Contents
Accelerating the Human Cognitive Process
Using Internet searches to predict the spread of flu; predicting damage to aircraft engine components; determining inflation rates in real-time; catching potential criminals before they even commit the crime: The promises of big data are as astounding as they are complex. Already, an army of service providers have specialized in providing us with big data‘s „benefits“ - or competently protecting us from them. A lot of money will be made based on this advice, but what big data is exactly remains largely unclear.

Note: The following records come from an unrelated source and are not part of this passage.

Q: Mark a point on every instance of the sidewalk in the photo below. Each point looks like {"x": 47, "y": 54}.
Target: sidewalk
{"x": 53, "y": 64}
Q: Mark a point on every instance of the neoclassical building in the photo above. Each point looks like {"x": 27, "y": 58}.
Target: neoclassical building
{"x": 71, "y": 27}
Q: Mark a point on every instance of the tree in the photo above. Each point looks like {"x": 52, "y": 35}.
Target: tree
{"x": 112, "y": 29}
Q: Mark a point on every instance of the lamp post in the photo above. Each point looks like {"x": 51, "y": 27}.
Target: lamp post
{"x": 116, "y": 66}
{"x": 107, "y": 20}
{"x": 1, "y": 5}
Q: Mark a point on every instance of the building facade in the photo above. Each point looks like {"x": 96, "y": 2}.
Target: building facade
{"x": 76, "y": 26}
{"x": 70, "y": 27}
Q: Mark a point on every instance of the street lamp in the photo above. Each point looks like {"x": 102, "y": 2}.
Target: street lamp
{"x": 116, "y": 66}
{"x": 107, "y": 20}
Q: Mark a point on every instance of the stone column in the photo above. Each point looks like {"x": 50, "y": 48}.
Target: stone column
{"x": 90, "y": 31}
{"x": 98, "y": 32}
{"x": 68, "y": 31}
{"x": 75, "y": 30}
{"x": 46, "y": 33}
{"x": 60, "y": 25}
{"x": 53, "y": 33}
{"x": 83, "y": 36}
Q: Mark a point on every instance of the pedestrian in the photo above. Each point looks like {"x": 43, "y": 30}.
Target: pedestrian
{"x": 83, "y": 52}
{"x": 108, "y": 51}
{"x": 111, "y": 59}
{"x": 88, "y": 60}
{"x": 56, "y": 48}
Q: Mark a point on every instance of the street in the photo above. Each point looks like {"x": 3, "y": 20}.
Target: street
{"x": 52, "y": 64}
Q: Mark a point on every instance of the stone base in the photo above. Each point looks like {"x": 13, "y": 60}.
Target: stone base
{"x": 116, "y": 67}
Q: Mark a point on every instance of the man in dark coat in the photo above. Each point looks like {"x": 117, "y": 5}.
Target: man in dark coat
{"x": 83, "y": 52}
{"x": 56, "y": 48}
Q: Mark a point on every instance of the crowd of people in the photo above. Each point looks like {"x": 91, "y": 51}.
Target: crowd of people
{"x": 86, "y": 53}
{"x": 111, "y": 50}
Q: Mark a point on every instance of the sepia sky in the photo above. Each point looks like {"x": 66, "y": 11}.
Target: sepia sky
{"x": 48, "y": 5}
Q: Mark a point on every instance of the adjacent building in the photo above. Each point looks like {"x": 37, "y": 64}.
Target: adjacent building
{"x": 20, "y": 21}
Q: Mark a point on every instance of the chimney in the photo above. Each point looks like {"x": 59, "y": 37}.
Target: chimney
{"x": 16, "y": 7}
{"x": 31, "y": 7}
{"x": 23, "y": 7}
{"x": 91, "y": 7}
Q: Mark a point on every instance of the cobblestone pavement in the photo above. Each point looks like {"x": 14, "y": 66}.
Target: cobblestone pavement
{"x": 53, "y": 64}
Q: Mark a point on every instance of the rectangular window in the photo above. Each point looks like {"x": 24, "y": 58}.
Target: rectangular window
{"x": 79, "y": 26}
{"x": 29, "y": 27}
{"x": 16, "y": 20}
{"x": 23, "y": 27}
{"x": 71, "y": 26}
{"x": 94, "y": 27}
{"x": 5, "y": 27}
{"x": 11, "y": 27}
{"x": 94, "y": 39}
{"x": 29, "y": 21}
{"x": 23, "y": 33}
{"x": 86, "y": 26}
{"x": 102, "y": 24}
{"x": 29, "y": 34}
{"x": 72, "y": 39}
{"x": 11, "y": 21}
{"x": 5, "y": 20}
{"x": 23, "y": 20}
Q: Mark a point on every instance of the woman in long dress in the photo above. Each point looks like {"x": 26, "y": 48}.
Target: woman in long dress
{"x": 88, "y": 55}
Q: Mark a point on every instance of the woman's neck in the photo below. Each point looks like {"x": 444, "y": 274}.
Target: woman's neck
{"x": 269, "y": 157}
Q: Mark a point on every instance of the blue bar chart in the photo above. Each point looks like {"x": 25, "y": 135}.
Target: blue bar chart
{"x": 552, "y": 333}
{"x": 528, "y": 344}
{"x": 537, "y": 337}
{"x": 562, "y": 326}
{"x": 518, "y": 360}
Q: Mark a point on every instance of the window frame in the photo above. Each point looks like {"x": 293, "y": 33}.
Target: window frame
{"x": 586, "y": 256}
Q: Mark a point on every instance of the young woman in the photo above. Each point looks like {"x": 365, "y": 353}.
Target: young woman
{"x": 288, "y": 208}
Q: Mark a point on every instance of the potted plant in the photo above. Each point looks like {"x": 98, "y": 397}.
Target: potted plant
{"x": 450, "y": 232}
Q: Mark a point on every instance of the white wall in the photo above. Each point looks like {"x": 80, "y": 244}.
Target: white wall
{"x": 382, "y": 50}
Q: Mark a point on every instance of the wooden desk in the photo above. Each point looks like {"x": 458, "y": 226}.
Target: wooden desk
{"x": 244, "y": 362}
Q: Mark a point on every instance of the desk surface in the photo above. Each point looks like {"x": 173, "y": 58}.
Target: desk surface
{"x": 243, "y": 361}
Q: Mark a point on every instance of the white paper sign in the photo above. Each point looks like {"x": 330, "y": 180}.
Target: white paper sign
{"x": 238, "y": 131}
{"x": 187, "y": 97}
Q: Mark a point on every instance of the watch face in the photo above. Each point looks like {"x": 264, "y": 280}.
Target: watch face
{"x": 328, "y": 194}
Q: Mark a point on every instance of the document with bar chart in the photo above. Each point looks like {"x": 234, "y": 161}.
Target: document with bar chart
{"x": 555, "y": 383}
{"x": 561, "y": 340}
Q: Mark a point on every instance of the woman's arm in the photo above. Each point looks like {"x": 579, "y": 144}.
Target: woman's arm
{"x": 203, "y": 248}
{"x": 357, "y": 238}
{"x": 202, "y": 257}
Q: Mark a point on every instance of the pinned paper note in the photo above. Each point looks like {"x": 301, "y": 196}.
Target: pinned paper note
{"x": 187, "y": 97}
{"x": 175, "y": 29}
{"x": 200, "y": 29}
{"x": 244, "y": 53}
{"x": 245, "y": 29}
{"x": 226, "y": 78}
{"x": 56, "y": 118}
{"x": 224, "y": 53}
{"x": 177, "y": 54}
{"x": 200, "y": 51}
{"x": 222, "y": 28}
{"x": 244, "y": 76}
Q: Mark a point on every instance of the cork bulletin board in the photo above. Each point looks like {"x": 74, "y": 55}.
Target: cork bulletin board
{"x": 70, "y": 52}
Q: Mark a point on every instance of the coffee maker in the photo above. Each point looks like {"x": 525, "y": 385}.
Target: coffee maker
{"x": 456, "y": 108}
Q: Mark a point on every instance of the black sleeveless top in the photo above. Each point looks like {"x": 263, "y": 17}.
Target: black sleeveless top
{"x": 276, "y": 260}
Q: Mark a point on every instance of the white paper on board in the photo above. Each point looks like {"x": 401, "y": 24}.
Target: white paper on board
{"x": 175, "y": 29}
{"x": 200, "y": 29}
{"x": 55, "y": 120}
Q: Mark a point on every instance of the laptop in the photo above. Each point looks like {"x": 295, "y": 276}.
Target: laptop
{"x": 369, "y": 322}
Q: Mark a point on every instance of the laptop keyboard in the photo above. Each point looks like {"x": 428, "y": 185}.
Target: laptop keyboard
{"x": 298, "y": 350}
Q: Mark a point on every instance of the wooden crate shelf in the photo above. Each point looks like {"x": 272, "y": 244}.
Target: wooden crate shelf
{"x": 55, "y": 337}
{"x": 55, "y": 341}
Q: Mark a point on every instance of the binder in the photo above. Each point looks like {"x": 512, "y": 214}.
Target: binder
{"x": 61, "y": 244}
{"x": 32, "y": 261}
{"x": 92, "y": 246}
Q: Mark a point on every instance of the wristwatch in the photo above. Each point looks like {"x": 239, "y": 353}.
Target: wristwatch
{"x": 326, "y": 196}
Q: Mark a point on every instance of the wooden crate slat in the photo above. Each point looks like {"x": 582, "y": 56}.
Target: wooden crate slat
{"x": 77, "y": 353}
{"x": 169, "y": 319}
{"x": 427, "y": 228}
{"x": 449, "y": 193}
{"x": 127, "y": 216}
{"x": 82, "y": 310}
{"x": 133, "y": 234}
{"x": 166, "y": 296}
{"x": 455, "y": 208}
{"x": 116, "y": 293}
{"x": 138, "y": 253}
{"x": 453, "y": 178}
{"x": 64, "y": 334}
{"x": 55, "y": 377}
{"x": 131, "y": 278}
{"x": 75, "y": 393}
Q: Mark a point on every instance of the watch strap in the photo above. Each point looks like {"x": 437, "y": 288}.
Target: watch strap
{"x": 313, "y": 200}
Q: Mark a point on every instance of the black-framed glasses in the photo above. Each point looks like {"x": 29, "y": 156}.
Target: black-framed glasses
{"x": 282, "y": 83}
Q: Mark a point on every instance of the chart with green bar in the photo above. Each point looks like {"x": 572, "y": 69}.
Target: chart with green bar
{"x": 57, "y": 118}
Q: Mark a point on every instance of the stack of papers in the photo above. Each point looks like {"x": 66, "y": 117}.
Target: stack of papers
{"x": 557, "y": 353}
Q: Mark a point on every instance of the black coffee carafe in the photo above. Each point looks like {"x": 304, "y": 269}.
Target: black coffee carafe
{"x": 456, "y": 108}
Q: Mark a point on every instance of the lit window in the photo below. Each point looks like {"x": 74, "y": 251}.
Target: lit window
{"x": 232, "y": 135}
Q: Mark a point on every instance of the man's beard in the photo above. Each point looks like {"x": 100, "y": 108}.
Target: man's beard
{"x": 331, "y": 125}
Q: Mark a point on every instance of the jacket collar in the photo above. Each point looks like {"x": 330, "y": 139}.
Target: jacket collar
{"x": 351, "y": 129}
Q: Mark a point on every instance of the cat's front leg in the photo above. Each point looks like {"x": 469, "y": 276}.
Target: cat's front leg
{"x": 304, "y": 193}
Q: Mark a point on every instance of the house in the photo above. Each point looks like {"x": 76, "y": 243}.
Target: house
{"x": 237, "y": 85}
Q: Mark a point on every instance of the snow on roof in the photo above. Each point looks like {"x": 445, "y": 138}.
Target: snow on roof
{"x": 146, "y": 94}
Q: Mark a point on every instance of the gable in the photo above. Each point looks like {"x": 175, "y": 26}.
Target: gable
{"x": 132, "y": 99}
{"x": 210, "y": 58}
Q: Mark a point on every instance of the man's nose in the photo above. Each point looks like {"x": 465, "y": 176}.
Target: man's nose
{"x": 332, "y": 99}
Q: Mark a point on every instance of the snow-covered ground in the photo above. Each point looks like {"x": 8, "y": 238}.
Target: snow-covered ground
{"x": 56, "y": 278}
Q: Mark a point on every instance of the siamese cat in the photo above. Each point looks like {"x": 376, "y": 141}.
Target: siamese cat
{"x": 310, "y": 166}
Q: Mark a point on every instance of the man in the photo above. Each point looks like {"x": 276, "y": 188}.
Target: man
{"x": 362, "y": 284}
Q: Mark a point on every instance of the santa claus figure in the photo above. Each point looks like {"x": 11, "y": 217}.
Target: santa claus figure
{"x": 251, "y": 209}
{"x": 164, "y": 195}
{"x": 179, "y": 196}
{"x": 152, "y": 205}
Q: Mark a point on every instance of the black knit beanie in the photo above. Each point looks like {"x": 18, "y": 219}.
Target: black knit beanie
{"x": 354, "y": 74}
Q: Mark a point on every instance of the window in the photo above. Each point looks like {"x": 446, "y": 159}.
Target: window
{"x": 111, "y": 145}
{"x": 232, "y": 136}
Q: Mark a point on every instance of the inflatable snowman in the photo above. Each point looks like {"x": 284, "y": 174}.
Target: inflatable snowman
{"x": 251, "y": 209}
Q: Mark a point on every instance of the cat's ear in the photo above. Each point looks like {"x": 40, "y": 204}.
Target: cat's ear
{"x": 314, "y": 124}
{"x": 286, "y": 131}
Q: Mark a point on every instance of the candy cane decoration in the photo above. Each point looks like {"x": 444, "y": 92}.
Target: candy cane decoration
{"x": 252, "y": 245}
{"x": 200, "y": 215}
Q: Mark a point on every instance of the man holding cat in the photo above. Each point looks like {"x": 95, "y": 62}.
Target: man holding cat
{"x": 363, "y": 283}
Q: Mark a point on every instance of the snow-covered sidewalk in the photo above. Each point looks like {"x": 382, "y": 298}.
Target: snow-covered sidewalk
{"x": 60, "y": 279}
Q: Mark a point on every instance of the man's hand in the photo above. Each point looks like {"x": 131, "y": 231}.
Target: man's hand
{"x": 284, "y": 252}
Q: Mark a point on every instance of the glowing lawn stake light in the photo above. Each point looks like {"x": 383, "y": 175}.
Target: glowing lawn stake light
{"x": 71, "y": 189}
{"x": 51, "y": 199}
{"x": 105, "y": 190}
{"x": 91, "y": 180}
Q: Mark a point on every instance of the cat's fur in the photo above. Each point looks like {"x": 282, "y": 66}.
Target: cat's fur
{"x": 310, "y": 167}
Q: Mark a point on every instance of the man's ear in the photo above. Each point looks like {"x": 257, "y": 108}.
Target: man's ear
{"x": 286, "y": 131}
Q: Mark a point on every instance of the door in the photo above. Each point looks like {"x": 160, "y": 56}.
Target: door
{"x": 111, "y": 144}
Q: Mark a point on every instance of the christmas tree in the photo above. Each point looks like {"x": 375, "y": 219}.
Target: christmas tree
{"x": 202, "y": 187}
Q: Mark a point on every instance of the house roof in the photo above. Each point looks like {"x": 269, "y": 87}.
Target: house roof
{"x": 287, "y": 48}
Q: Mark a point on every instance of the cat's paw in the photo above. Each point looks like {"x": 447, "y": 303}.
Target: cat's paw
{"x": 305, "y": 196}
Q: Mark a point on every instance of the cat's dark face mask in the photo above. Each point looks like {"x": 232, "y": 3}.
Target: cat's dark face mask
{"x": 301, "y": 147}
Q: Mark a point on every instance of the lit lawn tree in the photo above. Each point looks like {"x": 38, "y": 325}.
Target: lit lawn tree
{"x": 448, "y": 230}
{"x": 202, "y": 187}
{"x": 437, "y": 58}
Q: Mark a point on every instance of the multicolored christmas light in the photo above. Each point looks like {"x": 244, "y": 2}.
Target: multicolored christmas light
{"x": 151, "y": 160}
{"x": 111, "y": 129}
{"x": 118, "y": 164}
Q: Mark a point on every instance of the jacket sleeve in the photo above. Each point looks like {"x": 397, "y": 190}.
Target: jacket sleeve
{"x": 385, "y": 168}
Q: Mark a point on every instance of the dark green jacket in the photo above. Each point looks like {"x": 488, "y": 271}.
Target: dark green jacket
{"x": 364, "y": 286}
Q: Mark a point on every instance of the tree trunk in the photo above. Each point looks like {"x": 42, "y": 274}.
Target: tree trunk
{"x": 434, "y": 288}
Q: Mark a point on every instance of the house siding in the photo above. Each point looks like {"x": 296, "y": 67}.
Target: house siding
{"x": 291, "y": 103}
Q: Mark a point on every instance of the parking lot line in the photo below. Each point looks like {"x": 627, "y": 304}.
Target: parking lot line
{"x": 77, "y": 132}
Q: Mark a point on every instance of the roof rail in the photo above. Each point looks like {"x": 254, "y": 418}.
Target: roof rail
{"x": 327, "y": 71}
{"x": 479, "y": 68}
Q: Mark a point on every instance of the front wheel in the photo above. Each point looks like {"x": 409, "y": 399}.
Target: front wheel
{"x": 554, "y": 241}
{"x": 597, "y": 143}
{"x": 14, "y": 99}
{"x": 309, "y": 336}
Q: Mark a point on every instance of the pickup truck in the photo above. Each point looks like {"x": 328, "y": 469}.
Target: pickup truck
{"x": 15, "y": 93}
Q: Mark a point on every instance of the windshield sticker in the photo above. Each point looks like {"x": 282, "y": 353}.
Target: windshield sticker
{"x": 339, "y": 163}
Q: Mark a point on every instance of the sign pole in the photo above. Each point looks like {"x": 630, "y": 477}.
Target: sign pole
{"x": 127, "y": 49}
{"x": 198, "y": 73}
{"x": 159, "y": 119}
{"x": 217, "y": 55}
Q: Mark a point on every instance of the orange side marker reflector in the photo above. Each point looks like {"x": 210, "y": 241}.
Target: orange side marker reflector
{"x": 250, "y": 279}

Many may intuitively equate the term „big data“ with huge amounts of data to be analysed. It is undoubtedly true that the absolute amount of data in the world has increased dramatically over the past decades. The best available estimate assumes that the total amount of data has increased a hundredfold in the two decades from 1987 to 2007.[1] By way of comparison, historian Elisabeth Eisenstein writes that in the first five decades after Johannes Gutenberg invented a movable-type printing system, the amount of books in the world roughly doubled. [2] And the increase in data is not letting up; at present, the amount of data in the world is supposed to double at least every two years. [3] A common idea is that the increase in the quantity of data will at some point lead to improved quality. However, it seems doubtful that an increase in quantity of data alone will lead to the big data phenomenon that is expected to profoundly change our economy and society.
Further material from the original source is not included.